UN-HABITAT’s experience shows that in most post-crisis situations, the sudden disruption of service provision and the destruction of critical infrastructure represent a major threat for the urban survivors. This is especially the case where critical infrastructure and services were sub-standard in the first place. A key area of work for the agency is ensuring prevention, protection and early recovery of basic service provision and critical infrastructure for water, sanitation, waste management and hygiene systems. This also includes immediate support for health provision, education, and governance systems. To achieve this, we prioritize the involvement of the survivors themselves.

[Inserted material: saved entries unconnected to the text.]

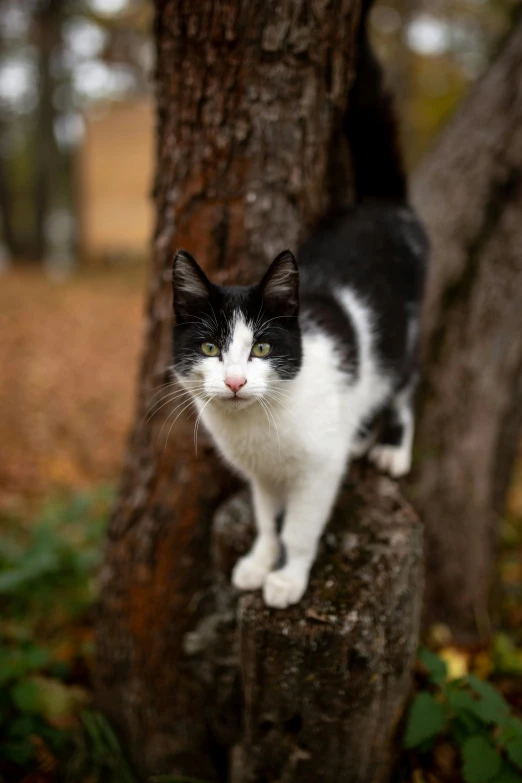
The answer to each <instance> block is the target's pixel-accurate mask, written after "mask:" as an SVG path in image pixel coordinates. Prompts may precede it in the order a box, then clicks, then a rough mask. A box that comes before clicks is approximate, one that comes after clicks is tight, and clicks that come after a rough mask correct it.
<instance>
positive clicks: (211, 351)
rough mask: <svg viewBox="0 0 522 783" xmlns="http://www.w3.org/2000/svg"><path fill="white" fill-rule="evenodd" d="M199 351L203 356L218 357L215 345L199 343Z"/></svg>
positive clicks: (217, 347) (209, 343) (218, 352)
mask: <svg viewBox="0 0 522 783" xmlns="http://www.w3.org/2000/svg"><path fill="white" fill-rule="evenodd" d="M201 350H202V352H203V353H204V354H205V356H218V355H219V348H218V346H217V345H216V344H215V343H201Z"/></svg>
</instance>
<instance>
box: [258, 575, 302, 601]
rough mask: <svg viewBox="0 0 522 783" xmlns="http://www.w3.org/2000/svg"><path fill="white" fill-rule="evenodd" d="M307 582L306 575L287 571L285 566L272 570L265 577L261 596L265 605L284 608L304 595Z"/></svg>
mask: <svg viewBox="0 0 522 783" xmlns="http://www.w3.org/2000/svg"><path fill="white" fill-rule="evenodd" d="M307 584H308V579H307V575H306V574H304V575H300V574H296V573H295V572H293V573H292V572H289V571H287V570H286V569H285V568H282V569H281V570H280V571H272V572H271V573H270V574H268V576H267V577H266V579H265V584H264V587H263V598H264V599H265V604H266V605H267V606H273V607H274V608H275V609H286V607H287V606H291V605H292V604H297V603H299V601H300V600H301V598H302V597H303V595H304V592H305V590H306V587H307Z"/></svg>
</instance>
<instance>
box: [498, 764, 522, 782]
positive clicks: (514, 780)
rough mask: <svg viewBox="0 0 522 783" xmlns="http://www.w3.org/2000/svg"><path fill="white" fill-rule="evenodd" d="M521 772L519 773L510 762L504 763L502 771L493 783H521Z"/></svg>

UN-HABITAT is a member of the UN Executive Committee on Humanitarian Affairs (ECHA), as well as the Inter Agency Standing Committee (IASC) Working Groups in Geneva.
Haitians grow restless in the Tapis Rouge neighbourhood of Carrefour-Feuilles. Carrefour-Feuilles, a slum that stretches into the high mountains surrounding capital Port-au-Prince, has received little assistance since Haiti's 2010 earthquake.
With a vast global reach, UN-HABITAT runs more than 200 technical cooperation programmes and projects in about 72 countries. The countries include many of the poorest in the world like Afghanistan, Somalia, Haiti, and Nepal, just to cite four examples. Much of the work is aimed at strengthening the urban fabric, helping slum dwellers with better shelter and basic services such as water and sanitation. Most of the programmes are run by UN-HABITAT staff who are nationals of their own countries, proudly trying to improve their cities or to rebuild after disasters.
It is apt here to pay our own colleagues, these unsung heroes, special tribute. They include more than 1,000 employees helping rebuild Afghanistan, hundreds in Iraq, and other places of conflict who daily put their lives on the line to make their world better for their people, thus making our global village a safer place.
UN-HABITAT’s operational work around the world is coordinated from four regional offices. These are based in Fukuoka, Japan, covering the Asia-Pacific, Warsaw covering Eastern Europe and the former Soviet states, Nairobi for Africa and the Arab world, and Rio de Janeiro, Brazil, for Latin America and the Caribbean.
The agency is working or has worked in Afghanistan, Angola, Bangladesh, Burundi, the Caribbean, Central Asia, China, Guatemala, Haiti, India, Indonesia, Iran, Iraq, Kenya, Kosovo, Malawi, Mozambique, Nepal, Pakistan, Rwanda, Serbia and Montenegro, Sierra Leone, Somalia, Sri Lanka, Sudan, Timor Leste and Vietnam. It has an estimated 130 international staff working with more than 2,300 national staff in crisis situations around the world. Helping governments, communities and local authorities recover from conflict or disasters, UN-HABITAT is working in dozens of countries around the world. In concert with other UN humanitarian bodies, UN-HABITAT’s new Strategic Policy on Human Settlements and Crisis enables it to provide expert services as part of a carefully coordinated humanitarian response.